Prediction of student completion status can be carried out with classification models. In this study, the unknown completion status of undergraduate students was predicted by ensemble trees, which were Random Forest and XGBoost. The data used in this study was incomplete, and the proportion of the missing data was 20.9% of the total data. Missing data may cause bias in the parameter estimates of analysis. This study used MissForest imputation to overcome the missing data. MissForest works based on the Random Forest algorithm. As a comparison, Mean/Mode and Median/Mode imputation was also carried out in this study.
This study aims to evaluate the performance of MissForest imputation, Mean/Mode imputation, and Median/Mode imputation to overcome missing data in predicting the completion status of undergraduate students who have reached the maximum length of study. Best model selection was also conducted between Random Forest and XGBoost models. There were 5 (five) goodnesses of fit employed in this study, namely accuracy, sensitivity, specificity, G-Mean, and AUC. The classification model with MissForest was significantly superior compared to the other two imputations. Regardless of the imputation method used, Random Forest and XGBoost's performance was significantly different. On the data imputed by MissForest, the average of XGBoost’s performance was better than Random Forest’s Performance.
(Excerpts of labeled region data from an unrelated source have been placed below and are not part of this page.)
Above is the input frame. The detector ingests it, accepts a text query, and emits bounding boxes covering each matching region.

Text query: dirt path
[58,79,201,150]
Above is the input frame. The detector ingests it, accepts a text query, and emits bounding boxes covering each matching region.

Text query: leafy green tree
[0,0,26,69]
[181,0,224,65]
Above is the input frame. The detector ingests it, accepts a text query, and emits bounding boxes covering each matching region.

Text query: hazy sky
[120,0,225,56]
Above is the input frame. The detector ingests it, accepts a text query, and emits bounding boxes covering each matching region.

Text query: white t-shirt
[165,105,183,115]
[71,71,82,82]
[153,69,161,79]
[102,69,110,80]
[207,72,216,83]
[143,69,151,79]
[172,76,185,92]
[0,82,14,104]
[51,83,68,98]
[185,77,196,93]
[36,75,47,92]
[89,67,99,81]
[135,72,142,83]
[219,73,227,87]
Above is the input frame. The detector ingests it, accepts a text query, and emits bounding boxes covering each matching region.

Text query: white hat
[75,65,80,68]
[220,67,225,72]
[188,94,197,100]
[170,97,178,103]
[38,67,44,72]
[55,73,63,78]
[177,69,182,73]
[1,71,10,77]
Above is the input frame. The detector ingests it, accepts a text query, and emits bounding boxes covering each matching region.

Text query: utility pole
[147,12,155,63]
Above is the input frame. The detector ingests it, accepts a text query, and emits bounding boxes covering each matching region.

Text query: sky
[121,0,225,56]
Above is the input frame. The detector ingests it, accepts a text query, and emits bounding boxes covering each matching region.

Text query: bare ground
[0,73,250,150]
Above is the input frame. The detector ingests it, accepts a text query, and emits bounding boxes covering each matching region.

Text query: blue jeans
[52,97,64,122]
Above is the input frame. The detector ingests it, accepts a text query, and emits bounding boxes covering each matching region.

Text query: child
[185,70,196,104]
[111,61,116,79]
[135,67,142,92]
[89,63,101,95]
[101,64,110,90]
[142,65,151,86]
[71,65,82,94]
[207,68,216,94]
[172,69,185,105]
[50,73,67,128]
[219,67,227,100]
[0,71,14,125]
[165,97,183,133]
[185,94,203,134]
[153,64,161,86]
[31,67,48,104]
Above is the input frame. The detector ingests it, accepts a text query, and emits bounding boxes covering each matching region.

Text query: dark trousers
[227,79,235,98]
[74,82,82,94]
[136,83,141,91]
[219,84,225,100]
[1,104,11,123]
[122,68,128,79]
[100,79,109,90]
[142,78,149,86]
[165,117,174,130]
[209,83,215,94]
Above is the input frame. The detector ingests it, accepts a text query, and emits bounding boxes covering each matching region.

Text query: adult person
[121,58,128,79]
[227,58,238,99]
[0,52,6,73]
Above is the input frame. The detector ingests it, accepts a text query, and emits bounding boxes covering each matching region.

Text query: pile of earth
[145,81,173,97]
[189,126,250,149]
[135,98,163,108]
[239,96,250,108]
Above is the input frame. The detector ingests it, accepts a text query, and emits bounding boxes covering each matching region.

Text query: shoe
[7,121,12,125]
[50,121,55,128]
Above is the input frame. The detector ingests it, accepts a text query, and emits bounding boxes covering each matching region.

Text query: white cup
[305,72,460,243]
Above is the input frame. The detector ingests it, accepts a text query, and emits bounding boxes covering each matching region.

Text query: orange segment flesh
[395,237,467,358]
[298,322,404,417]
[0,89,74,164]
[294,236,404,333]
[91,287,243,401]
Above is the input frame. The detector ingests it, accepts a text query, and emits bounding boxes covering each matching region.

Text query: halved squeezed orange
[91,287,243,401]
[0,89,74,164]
The best model chosen was XGBoost with MissForest imputation, which had an average accuracy of 94.42%, sensitivity 90.21%, specificity 95.67%, G-Mean 92.90%, and AUC 97.77%. This model was used to predict the unknown completion status of undergraduate students who have reached the maximum length of study. The prediction results showed that 62.1% of 1,502 students were dropouts, and the remaining were graduates.